Présomptueux ? Certes non. Orgueilleux. Noble. Mais je savais ce que je faisais. Je savais ce que je risquais. Et il devint bientôt évident, pour tous, que je menais la mortelle danse qui nous faisaient virevolter, le taureau et moi, au son d’une musique que nous étions seuls à entendre.
D’or et de sang.
La bête haletante, l’ébène de son corps maculé.
Un instant suspendu. Un fragment d’éternité.
L'impossibilité de libérer ma lame de sa gaine.
Le choc brutal. La douleur. L'effroi de l’imminence de la mort. L’horreur de savoir que mon frère en était la cause.
D’or et de sang.
L’ichor écarlate imbibant le sable sous mon corps.

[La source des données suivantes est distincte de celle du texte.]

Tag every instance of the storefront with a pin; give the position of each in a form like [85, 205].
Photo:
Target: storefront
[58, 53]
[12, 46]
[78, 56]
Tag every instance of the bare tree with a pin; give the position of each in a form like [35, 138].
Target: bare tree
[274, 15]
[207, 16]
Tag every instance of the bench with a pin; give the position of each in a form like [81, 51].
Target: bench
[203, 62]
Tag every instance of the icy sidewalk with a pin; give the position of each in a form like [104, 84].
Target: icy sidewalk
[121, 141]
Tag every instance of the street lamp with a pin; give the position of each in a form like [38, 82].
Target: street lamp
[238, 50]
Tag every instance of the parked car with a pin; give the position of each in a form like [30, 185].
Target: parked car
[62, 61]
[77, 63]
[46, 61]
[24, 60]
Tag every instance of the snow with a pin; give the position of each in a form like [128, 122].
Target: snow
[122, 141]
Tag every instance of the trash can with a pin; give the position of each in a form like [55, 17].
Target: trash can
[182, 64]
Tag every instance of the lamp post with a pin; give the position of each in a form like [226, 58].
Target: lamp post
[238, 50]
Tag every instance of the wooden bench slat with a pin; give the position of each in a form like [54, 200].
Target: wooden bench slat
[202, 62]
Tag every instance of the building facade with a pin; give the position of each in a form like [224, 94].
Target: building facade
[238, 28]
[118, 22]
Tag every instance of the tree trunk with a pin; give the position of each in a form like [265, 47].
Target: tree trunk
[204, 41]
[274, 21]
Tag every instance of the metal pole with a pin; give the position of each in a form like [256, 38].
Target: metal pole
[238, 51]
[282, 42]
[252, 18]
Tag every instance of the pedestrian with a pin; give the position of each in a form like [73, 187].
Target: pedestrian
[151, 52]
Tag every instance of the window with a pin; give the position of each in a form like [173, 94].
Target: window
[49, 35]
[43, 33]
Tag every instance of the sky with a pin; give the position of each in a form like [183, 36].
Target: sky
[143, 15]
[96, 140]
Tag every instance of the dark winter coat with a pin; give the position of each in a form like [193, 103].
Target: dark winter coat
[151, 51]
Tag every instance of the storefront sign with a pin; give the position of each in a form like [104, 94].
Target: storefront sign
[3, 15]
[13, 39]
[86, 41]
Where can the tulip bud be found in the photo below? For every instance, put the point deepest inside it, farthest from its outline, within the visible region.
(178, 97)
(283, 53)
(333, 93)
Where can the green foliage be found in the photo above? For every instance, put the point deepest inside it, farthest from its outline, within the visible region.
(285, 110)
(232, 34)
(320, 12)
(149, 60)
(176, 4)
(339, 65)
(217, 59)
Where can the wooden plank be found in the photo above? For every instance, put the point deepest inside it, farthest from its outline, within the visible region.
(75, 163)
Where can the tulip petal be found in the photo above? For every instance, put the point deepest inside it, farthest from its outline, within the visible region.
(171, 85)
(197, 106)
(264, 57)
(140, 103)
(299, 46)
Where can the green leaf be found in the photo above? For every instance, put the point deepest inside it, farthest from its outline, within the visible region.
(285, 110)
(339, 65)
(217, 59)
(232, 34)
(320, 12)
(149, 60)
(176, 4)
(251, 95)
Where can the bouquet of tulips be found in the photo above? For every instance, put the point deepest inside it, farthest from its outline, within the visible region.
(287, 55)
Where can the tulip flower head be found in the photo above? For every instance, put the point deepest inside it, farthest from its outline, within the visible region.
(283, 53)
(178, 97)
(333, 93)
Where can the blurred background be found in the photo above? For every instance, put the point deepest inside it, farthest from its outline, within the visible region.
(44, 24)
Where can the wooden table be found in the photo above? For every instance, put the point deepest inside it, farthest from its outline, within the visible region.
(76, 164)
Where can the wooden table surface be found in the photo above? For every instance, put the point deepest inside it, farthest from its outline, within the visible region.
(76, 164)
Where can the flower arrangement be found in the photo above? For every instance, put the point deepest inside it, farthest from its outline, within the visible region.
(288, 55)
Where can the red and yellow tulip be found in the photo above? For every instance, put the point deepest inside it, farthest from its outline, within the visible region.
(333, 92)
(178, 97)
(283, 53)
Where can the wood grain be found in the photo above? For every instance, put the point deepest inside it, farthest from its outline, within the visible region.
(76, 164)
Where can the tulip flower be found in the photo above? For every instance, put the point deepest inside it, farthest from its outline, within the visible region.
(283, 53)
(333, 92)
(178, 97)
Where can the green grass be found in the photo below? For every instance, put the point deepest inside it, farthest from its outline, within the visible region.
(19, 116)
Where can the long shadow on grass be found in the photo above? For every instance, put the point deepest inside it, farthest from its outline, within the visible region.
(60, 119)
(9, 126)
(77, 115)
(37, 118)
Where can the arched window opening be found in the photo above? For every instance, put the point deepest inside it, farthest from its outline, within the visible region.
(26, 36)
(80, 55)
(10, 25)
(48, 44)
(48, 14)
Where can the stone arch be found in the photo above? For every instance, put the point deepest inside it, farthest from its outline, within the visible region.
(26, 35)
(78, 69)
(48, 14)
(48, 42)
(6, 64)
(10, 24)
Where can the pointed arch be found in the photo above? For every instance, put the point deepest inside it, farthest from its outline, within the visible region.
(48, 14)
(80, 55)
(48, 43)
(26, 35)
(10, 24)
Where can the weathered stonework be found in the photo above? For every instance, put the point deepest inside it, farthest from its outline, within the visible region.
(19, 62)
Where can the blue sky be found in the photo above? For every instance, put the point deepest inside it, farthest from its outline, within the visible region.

Mes prunelles rivées à l’œil énigmatique du toro.
La flamme flamboyante d’une vie nouvelle embrasant mon âme avide de vengeance.

Et tandis que les clameurs de la foule, encore incrédule, célèbrent Espirito Negro, l’incroyable victoire du toro sur l’humain et réclament en hurlant sa grâce, je contemple les sanglants sillons qui, lentement, s’épanouissent sous le cadavre d’El Demador, teintant de rouge le sable de l’arène.